Esa ficción inevitable que llamamos soberanía popular o voluntad general dice algo muy claro para quien quiera entenderlo, nos guste o no: la gente se interesa por la política pero no quiere que la política sea, hoy por hoy, una instancia en la que se tomen decisiones trascendentales, desde la que puedan realizar las grandes transformaciones de la sociedad. Cabe incluso otra interpretación: con la decisión por el empate se registra que las dicotomías dominantes no representan de hecho ninguna fuerza de cambio significativo, limitadas como están a no desentonar excesivamente del rival, al que tratan de ganar pareciéndosele.
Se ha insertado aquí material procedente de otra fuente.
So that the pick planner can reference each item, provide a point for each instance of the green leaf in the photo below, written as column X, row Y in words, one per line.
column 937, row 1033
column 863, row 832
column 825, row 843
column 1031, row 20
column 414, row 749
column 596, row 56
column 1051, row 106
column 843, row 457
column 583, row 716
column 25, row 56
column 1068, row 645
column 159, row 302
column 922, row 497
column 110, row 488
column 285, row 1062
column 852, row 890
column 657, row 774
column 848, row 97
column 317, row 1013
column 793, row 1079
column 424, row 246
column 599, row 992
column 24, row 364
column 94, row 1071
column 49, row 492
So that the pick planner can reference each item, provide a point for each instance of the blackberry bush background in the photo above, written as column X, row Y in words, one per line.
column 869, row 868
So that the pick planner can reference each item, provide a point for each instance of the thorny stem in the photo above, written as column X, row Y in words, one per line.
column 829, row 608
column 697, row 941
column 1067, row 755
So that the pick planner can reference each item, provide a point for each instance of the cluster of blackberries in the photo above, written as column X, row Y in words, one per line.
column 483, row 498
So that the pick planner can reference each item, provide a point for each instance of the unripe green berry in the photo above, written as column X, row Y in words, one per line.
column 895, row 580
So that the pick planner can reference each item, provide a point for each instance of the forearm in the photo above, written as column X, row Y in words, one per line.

La hipóstasis de una decisión por el empate pone de manifiesto la incapacidad de la política para generar el cambio social tal y como lo hemos concebido hasta ahora, una invitación a pensarlo y provocarlo de otra manera. Puede que el empate sea expresión de una inseguridad social que no se resuelve con un cambio de personas, y el pueblo -por utilizar nuevamente una ficción que nos permite plantear conjeturas- continúa esperando otra forma de gobernar.